Like people, nations tend to have faults that mirror their strengths. An example is the US legal system – it’s grown out of a laudable desire to elect judges rather than appoint them, and to give the little man his day in court. Sadly, it’s turned into a monster that consumes the little man and is bleeding the US economy.
The little man:
When attorney Roy Pearson filed suit demanding $67 million from the Chung family, whose Washington dry cleaners had mishandled his pair of trousers, he must have felt he was sitting pretty. Menacing a merchant who’s annoyed you with terrifyingly high legal penalties–that’s the way to show who wears the pants, right?
Mr. Pearson probably had no idea that his Great American Pants Suit–the trial of which just wound up in a Washington courtroom last week, with a verdict expected this week–would stir commentary around the world and come to symbolize the extent to which lawsuits in America can serve as a hobby for the spiteful and a weapon for the rapacious…
The Chungs offered Pearson $12,000, which he turned down. The family says the suit has run through their savings in legal fees and harmed their credit, to say nothing of their peace of mind; they’ve even considered returning to their native Korea, which they left in 1992.
The Chung family is screwed because in the US a successful defendant can’t claim their costs back, and hence a legal assault is risk-free. And that means defendants settle rather than fight. And that leads to tort lawyers who sue whenever a stock goes down. And that transfers billions from US companies to said lawyers.
It also (together with Sarbanes Oxley (SOX)) causes foreign companies to avoid listing in the US.
The end of the tale is this:
The cost of living in London has increased so much over the last year that the capital has become the second most expensive city in the world, according to a report out today…
London’s importance as a centre of finance over the last year – it has played host to countless multi-billion dollar deals – has helped bring in thousands of well paid international bankers and lawyers, all willing to bid up the cost of a luxury flat as well as many other services.
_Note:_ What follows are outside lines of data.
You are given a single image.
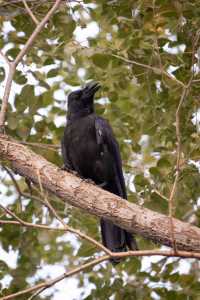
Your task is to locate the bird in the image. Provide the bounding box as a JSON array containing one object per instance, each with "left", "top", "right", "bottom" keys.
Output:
[{"left": 61, "top": 81, "right": 138, "bottom": 264}]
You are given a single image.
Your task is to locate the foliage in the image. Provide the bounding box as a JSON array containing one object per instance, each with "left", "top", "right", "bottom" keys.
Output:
[{"left": 0, "top": 0, "right": 200, "bottom": 300}]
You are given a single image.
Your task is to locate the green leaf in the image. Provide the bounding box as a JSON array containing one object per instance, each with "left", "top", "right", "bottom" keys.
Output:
[
  {"left": 0, "top": 67, "right": 5, "bottom": 82},
  {"left": 91, "top": 53, "right": 111, "bottom": 69}
]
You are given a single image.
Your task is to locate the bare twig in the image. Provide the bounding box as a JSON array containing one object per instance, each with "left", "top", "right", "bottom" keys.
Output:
[
  {"left": 0, "top": 50, "right": 10, "bottom": 65},
  {"left": 0, "top": 250, "right": 200, "bottom": 300},
  {"left": 111, "top": 54, "right": 185, "bottom": 87},
  {"left": 0, "top": 0, "right": 62, "bottom": 132},
  {"left": 22, "top": 0, "right": 39, "bottom": 25}
]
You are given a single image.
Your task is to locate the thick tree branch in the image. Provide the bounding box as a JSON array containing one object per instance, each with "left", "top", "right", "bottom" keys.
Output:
[{"left": 0, "top": 134, "right": 200, "bottom": 252}]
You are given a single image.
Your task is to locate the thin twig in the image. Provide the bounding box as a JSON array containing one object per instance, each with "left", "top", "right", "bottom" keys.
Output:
[
  {"left": 22, "top": 0, "right": 39, "bottom": 25},
  {"left": 0, "top": 0, "right": 62, "bottom": 132},
  {"left": 0, "top": 50, "right": 10, "bottom": 65},
  {"left": 111, "top": 54, "right": 185, "bottom": 87},
  {"left": 0, "top": 250, "right": 200, "bottom": 300}
]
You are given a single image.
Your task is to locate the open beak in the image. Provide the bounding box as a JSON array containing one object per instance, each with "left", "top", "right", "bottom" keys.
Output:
[{"left": 83, "top": 81, "right": 101, "bottom": 96}]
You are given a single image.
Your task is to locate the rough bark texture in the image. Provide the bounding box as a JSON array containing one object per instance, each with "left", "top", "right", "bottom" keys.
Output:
[{"left": 0, "top": 134, "right": 200, "bottom": 252}]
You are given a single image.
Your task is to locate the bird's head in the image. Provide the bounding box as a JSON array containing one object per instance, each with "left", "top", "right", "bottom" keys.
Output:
[{"left": 68, "top": 81, "right": 100, "bottom": 115}]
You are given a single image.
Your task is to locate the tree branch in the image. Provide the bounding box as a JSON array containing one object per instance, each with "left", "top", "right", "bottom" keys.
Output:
[{"left": 0, "top": 134, "right": 200, "bottom": 252}]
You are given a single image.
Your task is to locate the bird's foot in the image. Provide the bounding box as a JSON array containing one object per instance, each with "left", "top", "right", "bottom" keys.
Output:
[
  {"left": 61, "top": 165, "right": 79, "bottom": 178},
  {"left": 97, "top": 181, "right": 107, "bottom": 189},
  {"left": 84, "top": 178, "right": 95, "bottom": 184}
]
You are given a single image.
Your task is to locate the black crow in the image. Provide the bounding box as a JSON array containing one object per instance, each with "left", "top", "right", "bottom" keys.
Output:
[{"left": 62, "top": 82, "right": 137, "bottom": 262}]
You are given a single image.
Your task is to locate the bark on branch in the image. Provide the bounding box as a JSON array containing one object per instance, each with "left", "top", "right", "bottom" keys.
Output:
[{"left": 0, "top": 134, "right": 200, "bottom": 252}]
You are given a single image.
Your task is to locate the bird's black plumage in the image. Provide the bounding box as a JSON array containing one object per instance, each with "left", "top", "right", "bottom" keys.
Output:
[{"left": 62, "top": 82, "right": 137, "bottom": 262}]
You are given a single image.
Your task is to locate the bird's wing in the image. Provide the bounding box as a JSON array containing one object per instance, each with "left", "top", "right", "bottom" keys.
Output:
[
  {"left": 61, "top": 134, "right": 73, "bottom": 171},
  {"left": 95, "top": 117, "right": 127, "bottom": 199}
]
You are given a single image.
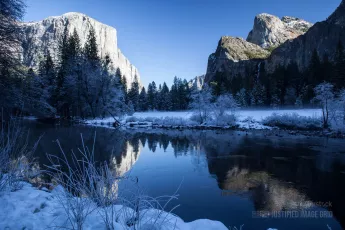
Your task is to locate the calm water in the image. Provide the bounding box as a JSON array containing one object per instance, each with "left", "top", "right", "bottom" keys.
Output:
[{"left": 28, "top": 123, "right": 345, "bottom": 230}]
More business people will be based in London than in New York by the end of the decade if current trends persist.
With the Dems in power, present trends will persist – Dems get lots of money from trial lawyers, and love business-bashing laws like SOX.
Blair’s successor, Brown, is far to canny to shoot the London goose, so NYC’s only hope is the statist Tories win the next election then wreck the Brit economy.